Pela terceira vez em quatro anos, a Grã-Bretanha parece estar à beira de um primeiro-ministro anunciar planos para deixar o cargo - não porque perdeu uma eleição, mas porque o seu próprio partido decidiu que preferia outra pessoa. Sir Keir Starmer, menos de dois anos depois de vencer uma eleição geral, deverá definir um calendário para a sua saída, possivelmente já esta manhã.

Este ritual tornou-se deprimentemente familiar. Em julho de 2022, Boris Johnson esteve em Downing Street e admitiu relutantemente que os seus deputados estavam fartos. Três meses depois, Liz Truss fez o mesmo.
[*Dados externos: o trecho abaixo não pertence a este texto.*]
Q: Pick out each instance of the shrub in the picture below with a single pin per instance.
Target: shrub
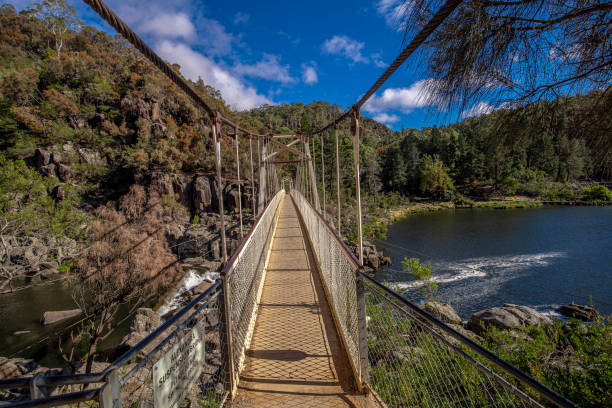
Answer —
(422, 272)
(595, 192)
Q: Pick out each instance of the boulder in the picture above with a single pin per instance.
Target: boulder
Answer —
(214, 194)
(580, 312)
(145, 320)
(202, 194)
(50, 170)
(56, 157)
(443, 312)
(195, 242)
(8, 369)
(64, 172)
(232, 200)
(507, 317)
(91, 157)
(59, 316)
(161, 183)
(57, 193)
(372, 260)
(183, 186)
(201, 288)
(42, 157)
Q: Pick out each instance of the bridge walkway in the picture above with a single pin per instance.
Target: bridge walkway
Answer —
(295, 357)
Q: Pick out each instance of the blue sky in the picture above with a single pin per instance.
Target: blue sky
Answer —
(273, 52)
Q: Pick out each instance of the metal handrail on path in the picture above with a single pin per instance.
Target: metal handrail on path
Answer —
(177, 323)
(506, 367)
(438, 330)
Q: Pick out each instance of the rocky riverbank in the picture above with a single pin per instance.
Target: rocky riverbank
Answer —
(193, 236)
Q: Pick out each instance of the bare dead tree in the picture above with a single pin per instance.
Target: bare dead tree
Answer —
(127, 264)
(512, 51)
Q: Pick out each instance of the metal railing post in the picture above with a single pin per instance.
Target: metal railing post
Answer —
(110, 396)
(35, 391)
(338, 180)
(355, 131)
(323, 174)
(252, 177)
(225, 332)
(311, 171)
(364, 366)
(238, 174)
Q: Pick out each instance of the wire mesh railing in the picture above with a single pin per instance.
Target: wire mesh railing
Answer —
(243, 283)
(339, 270)
(417, 361)
(135, 379)
(195, 355)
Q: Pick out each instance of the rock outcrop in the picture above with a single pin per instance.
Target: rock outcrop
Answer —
(580, 312)
(443, 312)
(59, 316)
(507, 317)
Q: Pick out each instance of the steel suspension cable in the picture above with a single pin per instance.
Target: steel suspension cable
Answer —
(323, 173)
(252, 177)
(113, 19)
(238, 174)
(338, 180)
(443, 13)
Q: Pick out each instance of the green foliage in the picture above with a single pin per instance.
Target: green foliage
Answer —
(25, 203)
(434, 177)
(595, 192)
(65, 266)
(375, 229)
(572, 358)
(422, 272)
(210, 401)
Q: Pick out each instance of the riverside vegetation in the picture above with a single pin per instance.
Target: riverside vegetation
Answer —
(99, 152)
(572, 357)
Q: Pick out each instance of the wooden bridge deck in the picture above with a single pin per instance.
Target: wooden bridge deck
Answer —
(295, 357)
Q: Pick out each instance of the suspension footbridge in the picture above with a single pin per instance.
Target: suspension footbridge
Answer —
(294, 320)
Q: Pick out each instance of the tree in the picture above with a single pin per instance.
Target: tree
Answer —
(519, 51)
(127, 263)
(59, 18)
(434, 177)
(422, 272)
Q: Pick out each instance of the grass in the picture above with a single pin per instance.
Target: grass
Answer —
(411, 367)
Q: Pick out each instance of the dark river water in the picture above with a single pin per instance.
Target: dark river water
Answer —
(482, 258)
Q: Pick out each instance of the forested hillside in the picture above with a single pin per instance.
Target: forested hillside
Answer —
(84, 118)
(526, 149)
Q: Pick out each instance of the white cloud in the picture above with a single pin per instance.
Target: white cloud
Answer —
(386, 118)
(402, 99)
(377, 58)
(394, 11)
(346, 47)
(195, 65)
(241, 18)
(214, 38)
(477, 110)
(169, 26)
(309, 74)
(268, 68)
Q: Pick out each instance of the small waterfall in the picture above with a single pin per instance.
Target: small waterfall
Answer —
(191, 279)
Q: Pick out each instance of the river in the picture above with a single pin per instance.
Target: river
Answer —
(540, 257)
(22, 310)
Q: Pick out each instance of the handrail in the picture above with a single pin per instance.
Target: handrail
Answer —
(101, 376)
(333, 232)
(526, 379)
(58, 400)
(247, 238)
(24, 382)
Agora é a vez de Starmer, após um mandato que muitos do seu lado descrevem como 'desinflante' há meses. Ele tentou elevar a fasquia para os sucessores, bloqueando a primeira tentativa de Andy Burnham de regressar a Westminster e insistindo que enfrentaria qualquer desafio à liderança. Mas a vitória decisiva de Burnham nas eleições suplementares da semana passada destapou a dissensão reprimida.

Pelo menos quatro ministros do gabinete, incluindo os secretários do Interior e dos Negócios Estrangeiros, disseram a Starmer para definir uma data de partida. Ele tem duas opções: despedi-los e continuar a tropeçar enquanto o seu provável sucessor se dirige a Westminster, ou aproveitar a agência que resta e moldar a sua saída. O partido debate se deve ter uma competição completa ou uma coroação rápida - Burnham pode ser primeiro-ministro dentro de uma ou duas semanas se o impulso for avassalador.